I feel like most people who play CoG/HG do so because these kind of books allow them to role-play their characters and stats (along with other features and mechanics) help visualize that. Like progress, in a sense. I’ve seen the games you’re trying to make and they’re definitly different from the formula most users here are used to, which can be both good and bad.
You could make a book that focuses exclusively on the story (there are a few releases here who have chosen that path) but I can’t vouch for it’s success, or becoming rich off of it. Some will definitly appreciate it but the way I see its going to be like selling an FPS to a crowd that is used to (and prefers) RPGs.
Basically, CoG/HG titles are renowed for their RPG-like elements; stats, character customization, romance, alternative paths, different endings, etc. Here, tailoring an experience for the player is just as important as telling the story you want to tell. If you’re going to be taking away a few good features people like and want then you’re going to have to make up for it with really good writting.

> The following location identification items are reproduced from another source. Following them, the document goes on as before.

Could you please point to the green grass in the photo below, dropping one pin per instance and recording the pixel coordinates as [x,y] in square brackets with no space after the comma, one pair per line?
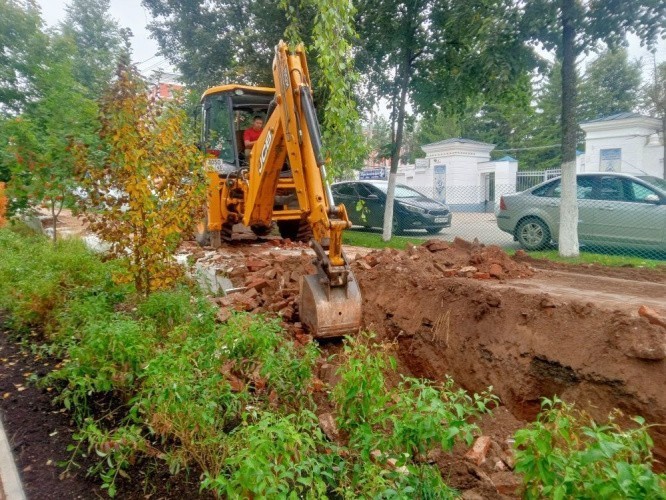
[374,240]
[612,260]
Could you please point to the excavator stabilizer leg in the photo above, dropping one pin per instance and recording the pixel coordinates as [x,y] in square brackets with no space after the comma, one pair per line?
[330,312]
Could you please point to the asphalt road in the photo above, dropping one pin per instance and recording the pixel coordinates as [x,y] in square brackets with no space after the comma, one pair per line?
[469,225]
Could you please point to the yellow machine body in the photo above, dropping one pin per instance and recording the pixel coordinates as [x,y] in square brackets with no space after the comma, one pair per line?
[282,181]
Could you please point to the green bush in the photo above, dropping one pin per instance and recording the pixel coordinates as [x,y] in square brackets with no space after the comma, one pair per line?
[274,456]
[38,278]
[565,454]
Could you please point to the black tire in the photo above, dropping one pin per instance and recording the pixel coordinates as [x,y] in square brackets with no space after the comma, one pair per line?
[533,234]
[397,227]
[201,233]
[295,230]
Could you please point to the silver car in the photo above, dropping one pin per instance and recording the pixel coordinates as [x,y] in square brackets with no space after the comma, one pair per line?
[614,210]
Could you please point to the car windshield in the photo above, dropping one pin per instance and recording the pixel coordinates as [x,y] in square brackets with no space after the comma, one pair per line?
[400,191]
[655,181]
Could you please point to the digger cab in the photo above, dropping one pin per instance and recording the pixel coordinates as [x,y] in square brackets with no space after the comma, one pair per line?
[228,111]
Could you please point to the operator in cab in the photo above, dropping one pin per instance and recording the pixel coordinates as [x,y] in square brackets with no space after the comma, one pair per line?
[251,135]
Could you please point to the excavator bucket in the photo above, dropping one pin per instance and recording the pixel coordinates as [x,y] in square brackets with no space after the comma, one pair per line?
[327,311]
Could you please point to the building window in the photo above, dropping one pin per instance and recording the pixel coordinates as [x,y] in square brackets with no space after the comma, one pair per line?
[610,160]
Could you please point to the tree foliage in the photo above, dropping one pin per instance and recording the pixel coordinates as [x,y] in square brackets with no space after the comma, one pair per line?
[570,27]
[99,42]
[40,141]
[333,33]
[145,185]
[21,52]
[221,40]
[611,84]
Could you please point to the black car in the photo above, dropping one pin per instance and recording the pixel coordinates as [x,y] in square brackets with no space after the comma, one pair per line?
[365,202]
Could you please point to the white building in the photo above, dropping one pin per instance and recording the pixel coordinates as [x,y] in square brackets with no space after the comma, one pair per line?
[459,172]
[624,142]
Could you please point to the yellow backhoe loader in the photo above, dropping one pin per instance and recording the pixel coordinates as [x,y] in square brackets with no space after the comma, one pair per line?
[283,181]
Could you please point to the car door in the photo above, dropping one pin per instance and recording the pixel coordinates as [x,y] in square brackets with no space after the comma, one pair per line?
[373,203]
[634,220]
[550,206]
[347,195]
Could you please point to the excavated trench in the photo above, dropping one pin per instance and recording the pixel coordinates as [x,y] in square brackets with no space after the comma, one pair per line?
[524,342]
[473,313]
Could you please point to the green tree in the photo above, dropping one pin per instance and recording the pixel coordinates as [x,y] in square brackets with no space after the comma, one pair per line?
[21,52]
[611,84]
[99,41]
[570,27]
[654,101]
[437,55]
[41,140]
[223,40]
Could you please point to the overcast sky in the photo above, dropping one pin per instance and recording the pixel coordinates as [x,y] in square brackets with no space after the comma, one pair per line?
[131,14]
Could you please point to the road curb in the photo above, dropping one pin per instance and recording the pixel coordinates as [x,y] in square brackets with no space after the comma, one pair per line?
[10,481]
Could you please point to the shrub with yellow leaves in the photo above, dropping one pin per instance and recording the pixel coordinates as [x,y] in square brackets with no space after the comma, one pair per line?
[144,183]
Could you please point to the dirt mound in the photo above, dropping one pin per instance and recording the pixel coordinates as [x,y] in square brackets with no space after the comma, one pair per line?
[436,258]
[526,345]
[470,311]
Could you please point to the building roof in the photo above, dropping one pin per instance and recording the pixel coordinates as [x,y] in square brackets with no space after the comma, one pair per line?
[617,116]
[458,140]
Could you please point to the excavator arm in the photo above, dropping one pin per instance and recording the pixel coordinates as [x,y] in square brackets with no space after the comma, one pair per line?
[330,300]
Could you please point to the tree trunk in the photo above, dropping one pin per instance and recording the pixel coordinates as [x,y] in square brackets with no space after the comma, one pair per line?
[397,145]
[663,142]
[568,238]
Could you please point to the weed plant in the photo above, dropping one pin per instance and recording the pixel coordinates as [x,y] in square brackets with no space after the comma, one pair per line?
[565,454]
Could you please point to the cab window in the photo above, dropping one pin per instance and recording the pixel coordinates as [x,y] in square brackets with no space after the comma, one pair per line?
[638,192]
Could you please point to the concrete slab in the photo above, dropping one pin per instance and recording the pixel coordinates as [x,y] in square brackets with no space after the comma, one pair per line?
[10,481]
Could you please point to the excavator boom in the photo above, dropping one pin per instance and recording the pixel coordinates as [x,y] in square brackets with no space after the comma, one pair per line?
[330,300]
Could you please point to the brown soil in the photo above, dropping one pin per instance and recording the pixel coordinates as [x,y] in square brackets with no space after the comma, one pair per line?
[628,272]
[527,328]
[39,434]
[471,312]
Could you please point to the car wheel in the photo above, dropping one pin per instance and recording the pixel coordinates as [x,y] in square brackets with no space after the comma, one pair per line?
[397,227]
[533,234]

Whatever you do, though, don’t add forced content because it rarely works and people can smell it from a mile away. If you’re not comfortable writing certain things or find them detrimental to the story then, by all means, stick what you want to do.
Games are required to be complete in order to be published under the HG label –
I could not find the vaguely remembered staff response I remember from the past but one of the requirements if I remember is that use of stats is mandatory in order for the game to be considered complete.
which has no stats, but I believe this is the exception that proves the rule. This was specifically written for the 2014 IF competition and as a result of being awarded 2nd place, I believe it was incorporated into the official CoG library.
Part of the real issue is the tension between authors/developers who view the end product of CSG (Choice Script Games) as books vs those who view them as actual games.
Any of the staff (or those with more tangible knowledge) can correct me but this has been my understanding of the issue.
Edit: @hustlertwo indicates that there is another, more recently published stat-less game in the HG library; so maybe, I am mis-remembering the staff response.
Edit 2: This thread is a good place to see a discussion about the use of stats in these games:
Personally, I’d love to see a stat-less game. Stats are usually an afterthought when I’m playing - I might check them randomly here and there but overall I ignore them. I tend to remember how I play and usually I can get which choice corresponds to which stat, so I just pick the one that sounds the most like how I’ve been playing.
When I’m designing, it’s a bit different, but I still don’t use stats often. Relationship stats are about it for me. It really comes down to the author’s style and what the story needs.
I believe I saw a few projects go the middle road of having stats, giving the user the choice.
Like, measuring health or injuries, being able to see their stats plainly (50/100 Health), with vague descriptions (You’re not feeling so good), or not at all and the context must be provided in the writing.
“Scratch” was also published as a Hosted Game a few months back, and had no visible stats. So it seems like they will allow it.
I don’t think there was ever a game that I played where I enjoyed it because of the stats. For me, it’s always the story that interests me. But there have been some games that I couldn’t get into at all because I didn’t like the way the stats were handled.